In rendering this opinion, we have examined (i) the Registration Statement, (ii) the Merger Agreement, (iii) copies of the form of Amended and Restated Charter of the Company and the form of Amendment to the Amended and Restated Charter of the Company to be filed with the Georgia Secretary of State pursuant to the Merger Agreement prior to the effective time of the Merger, which include the terms of the Shares, and (iv) such other records, agreements, instruments and other documents as we have deemed relevant to this opinion, and we have made such other investigations as we have deemed necessary. As to questions of fact material to this opinion, we have relied upon certificates of public officials and of officers and representatives of the Company.

 

In rendering this opinion, we have assumed the genuineness of all signatures, the legal capacity of natural persons, the authenticity of all documents submitted to us as originals, the conformity to the original documents of all documents submitted to us as duplicates or certified conformed copies and the authenticity of the originals of such latter documents.

 

Based upon and subject to the foregoing, we are of the opinion that, assuming (i) the Merger shall have been consummated in accordance with the Merger Agreement and the applicable provisions of the Georgia Business Corporation Code, including the filing of the Amended and Restated Charter of the Company and the Amendment to the Amended and

 

ATLANTA • HONG KONG • LONDON • NEW YORK • NORFOLK • RALEIGH • RICHMOND • TYSONS CORNER • VIRGINIA BEACH • WASHINGTON, D.C.

 


TROUTMAN SANDERS LLP

ATTORNEYS AT LAW

 

 

Georgia Power Company

April 7, 2006

Page 2

 

 

Restated Charter of the Company prior to the effective time of the Merger, in substantially the form attached to the Merger Agreement, with the Georgia Secretary of State in accordance with the applicable provisions of the Georgia Business Corporation Code, (ii) the pertinent provisions of the Securities Act and the Securities Exchange Act of 1934, as amended, shall have been complied with, and (iii) the applicable provisions of securities or “blue sky” laws of various states shall have been complied with, when certificates evidencing the Shares have been duly executed, countersigned, registered, issued and delivered by the proper officers of the Company in compliance with the Merger Agreement, the Shares will be duly and validly issued and outstanding, fully paid and non-assessable shares of the Class A Preferred Stock of the Company.

 

We are members of the State Bar of Georgia and we do not express any opinion herein concerning any law other than the law of the State of Georgia and the federal law of the United States.

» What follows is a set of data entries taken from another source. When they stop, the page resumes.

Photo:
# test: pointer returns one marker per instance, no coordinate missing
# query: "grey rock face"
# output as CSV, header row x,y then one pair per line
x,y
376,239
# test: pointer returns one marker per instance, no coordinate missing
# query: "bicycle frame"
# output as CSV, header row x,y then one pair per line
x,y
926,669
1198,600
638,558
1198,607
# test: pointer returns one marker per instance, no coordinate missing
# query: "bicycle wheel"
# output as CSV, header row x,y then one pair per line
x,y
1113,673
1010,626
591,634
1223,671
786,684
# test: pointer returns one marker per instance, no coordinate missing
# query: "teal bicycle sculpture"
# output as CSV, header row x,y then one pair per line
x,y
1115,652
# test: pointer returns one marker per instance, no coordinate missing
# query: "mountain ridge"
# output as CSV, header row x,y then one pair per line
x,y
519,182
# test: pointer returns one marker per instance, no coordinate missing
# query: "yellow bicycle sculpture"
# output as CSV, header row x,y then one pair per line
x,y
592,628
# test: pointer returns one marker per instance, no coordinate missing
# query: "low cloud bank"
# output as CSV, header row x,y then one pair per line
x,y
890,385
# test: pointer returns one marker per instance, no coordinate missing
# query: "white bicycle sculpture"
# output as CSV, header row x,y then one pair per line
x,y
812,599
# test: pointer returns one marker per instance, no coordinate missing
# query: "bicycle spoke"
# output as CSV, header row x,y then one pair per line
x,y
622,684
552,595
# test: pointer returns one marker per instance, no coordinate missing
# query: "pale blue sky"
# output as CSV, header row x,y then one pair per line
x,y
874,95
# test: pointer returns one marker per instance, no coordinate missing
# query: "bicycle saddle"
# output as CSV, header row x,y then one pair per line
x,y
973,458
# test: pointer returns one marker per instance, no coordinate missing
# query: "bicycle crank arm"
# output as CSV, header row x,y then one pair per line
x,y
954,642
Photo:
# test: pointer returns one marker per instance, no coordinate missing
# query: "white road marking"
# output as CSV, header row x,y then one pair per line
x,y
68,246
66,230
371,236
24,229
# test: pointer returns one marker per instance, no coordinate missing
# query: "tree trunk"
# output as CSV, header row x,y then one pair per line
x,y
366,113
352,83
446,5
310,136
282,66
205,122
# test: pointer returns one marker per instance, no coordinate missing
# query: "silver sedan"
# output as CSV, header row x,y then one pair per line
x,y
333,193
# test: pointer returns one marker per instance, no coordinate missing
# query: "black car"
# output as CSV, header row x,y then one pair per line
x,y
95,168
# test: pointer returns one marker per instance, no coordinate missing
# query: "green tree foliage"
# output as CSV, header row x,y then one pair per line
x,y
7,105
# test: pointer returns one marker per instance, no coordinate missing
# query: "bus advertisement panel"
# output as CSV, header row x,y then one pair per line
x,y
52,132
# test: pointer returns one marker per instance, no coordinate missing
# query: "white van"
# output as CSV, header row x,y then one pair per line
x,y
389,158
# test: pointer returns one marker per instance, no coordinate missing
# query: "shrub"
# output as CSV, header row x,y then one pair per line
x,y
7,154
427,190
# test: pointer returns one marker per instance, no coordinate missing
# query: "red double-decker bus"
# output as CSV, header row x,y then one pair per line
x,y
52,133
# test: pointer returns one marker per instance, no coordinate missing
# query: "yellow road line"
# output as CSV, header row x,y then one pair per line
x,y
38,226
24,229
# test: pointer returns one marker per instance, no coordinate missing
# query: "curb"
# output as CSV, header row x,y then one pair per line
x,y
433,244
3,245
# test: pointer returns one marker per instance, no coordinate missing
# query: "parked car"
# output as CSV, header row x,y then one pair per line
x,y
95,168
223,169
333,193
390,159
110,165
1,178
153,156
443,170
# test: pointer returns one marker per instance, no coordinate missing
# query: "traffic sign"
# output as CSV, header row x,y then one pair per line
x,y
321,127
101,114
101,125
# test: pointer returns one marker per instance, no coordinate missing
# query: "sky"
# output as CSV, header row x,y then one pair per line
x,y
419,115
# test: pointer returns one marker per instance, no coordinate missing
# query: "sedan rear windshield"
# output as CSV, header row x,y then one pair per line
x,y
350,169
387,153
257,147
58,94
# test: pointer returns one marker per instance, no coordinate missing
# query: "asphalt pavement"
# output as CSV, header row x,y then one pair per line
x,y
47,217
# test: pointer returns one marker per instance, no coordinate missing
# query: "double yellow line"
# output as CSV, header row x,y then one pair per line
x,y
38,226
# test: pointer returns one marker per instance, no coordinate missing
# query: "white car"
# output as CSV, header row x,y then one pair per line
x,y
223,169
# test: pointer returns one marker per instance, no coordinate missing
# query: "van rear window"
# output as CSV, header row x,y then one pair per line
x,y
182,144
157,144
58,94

This opinion is limited to the matters expressly opined on herein, and no opinion may be implied or inferred beyond those expressly stated. This opinion is rendered as of the date hereof, and we make no undertaking and expressly disclaim any duty to supplement or update such opinion, if, after the date hereof, facts or circumstances come to our attention or changes in the law occur which could affect such opinion.

 

We hereby consent to the filing of this opinion with the Commission as an exhibit to the Registration Statement and to the reference to this firm under the heading “Legal Matters” in the related proxy statement/prospectus. In giving this consent, we do not thereby admit that we come within the category of persons whose consent is required under Section 7 of the Securities Act or the rules and regulations of the Commission.